On the battlefield of life and death, we observe the front lines, where opposing forces struggle back and forth, variously seizing and surrendering bits of desperately defended turf. Medical treatments and other ways of improving and prolonging life seize territory formerly held by death; then again, plagues and other catastrophes occasionally send the force of death raging across spaces previously considered safe.

We do not see beyond the frontier: we have no firm knowledge of what, if anything, might be happening on death’s side. But on life’s side, within our years of existence, we find that civilians – humans and other living things – tend to take up residence, settle down, and develop their various cultures.
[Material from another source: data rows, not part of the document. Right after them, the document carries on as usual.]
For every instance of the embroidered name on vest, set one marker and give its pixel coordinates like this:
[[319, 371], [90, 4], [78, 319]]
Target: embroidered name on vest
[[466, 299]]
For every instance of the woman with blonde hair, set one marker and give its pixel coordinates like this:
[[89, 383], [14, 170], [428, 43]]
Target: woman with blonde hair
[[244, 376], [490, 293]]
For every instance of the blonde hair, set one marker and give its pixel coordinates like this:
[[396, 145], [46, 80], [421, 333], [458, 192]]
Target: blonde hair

Or instead of the battlefield, one could think of the process of building a house: once you get the walls up and the roof on, you can begin to bring in the furniture and decorate the place; but you know that cold or hot air, mold, earthquakes, and thieves will forever exploit ways, bold or subtle, to intrude.
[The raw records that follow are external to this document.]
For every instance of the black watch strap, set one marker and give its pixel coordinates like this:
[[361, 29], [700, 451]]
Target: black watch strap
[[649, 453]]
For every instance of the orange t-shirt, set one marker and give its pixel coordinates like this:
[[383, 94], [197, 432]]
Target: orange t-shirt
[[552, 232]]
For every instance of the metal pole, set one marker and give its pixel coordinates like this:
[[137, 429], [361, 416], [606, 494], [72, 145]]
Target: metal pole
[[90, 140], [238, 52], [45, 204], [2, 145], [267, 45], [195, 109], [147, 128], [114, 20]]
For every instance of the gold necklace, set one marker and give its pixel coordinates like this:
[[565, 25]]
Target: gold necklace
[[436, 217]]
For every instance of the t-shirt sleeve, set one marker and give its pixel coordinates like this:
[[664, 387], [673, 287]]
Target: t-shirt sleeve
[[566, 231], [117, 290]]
Not to overdo the impression of a barrier: in fact, houses have windows and doors, intended to admit some of what lies outside, and battlefields have their moments of confusion and fraternization, their traitors, their generals who unwittingly help the enemy by clinging to mistaken impressions. What serves us can also serve our adversary, be it death or the merest mold spore.
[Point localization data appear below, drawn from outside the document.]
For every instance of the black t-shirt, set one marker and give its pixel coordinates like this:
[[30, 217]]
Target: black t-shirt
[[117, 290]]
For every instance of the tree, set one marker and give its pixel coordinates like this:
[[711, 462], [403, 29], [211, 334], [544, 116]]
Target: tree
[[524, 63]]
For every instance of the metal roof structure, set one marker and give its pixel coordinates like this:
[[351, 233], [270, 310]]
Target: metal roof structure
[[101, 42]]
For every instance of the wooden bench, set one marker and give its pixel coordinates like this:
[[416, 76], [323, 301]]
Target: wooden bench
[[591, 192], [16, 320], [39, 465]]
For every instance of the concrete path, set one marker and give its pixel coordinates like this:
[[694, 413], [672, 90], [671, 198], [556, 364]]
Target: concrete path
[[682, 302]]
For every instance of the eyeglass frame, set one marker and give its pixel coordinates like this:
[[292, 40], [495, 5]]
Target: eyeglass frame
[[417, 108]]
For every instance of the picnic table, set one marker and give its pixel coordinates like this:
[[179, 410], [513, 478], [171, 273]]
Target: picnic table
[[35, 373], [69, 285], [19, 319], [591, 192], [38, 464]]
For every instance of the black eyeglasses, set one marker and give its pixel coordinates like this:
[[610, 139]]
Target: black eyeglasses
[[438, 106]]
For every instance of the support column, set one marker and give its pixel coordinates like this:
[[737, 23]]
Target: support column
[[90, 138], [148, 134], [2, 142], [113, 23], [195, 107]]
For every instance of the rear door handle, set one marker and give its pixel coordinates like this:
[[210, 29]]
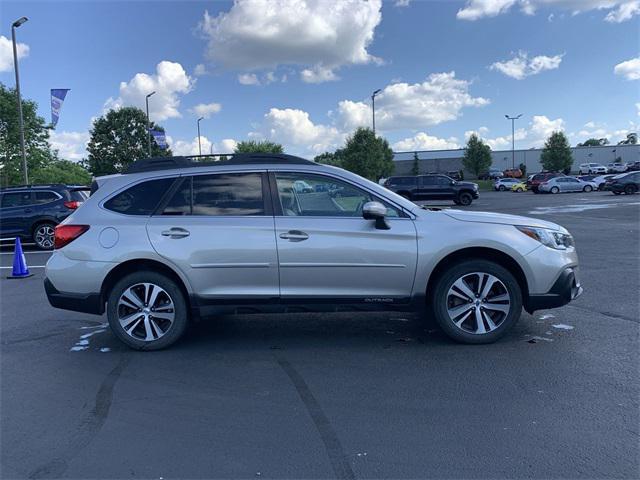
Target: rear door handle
[[175, 232], [294, 236]]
And so it is with the social force. Just as a belligerent nation’s merchants may secretly aspire to do business on both sides of the battlefield, the social force that serves life simultaneously maintains communications with death. We experience the social force as a life-based phenomenon; and yet, as noted above, the social force is also prepared to indulge hostility, treachery, and other threats to growth and strength. Indeed, the social force is useful, for purposes of steering life’s energies, precisely because it brings death into life – because, that is, it threatens and, if necessary, delivers death and its derivative aspects (e.g., privation, exclusion, injury) to those who violate a group’s expectations.

Basically, if you want to steer and shape the life force, you use the death force; and since the people whose life force you want to control tend to be persons other than yourself, this sort of thing typically takes place, not in solitary existence, but in the social space that accounts for most of human life experience. The social force unfolds within life, and yet it reaches out beyond life. Like a parasite, it thrives within its host, and yet pursues its own agenda: the social force would not benefit from an end to life, but it is certainly willing to countenance an end to some lives, for the benefit of others.  Like a merchant or emissary that has carved out latitude to deal on both sides in wartime, the social force is tolerated for the benefits it brings, which is not the same as saying that its results are always lovely.

The force of life, like a great army, is as dangerous as an earlier post suggested: it will do anything to secure survival and growth. War is too important to be left to the generals, and life too is a raw drive that we generally prefer to see channeled in socially determined directions.  Hence the social force, despite its downsides, has become a refinement without which human existence would be virtually unbearable.

The social force exists, not as a fundamental reality like life and death, but as an experience-based invention that has come to permeate our thoughts, words, and actions.  By this point, when people talk about life, what they invariably mean is life as shaped by the social force.  This terminological confusion can lead them to look askance on, for instance, that earlier post that was so critical of life:  what people typically mean by “life” is a highly social matter, polished with the judicious use of death and destruction, to convert the bare-bones life force into a kind of social existence.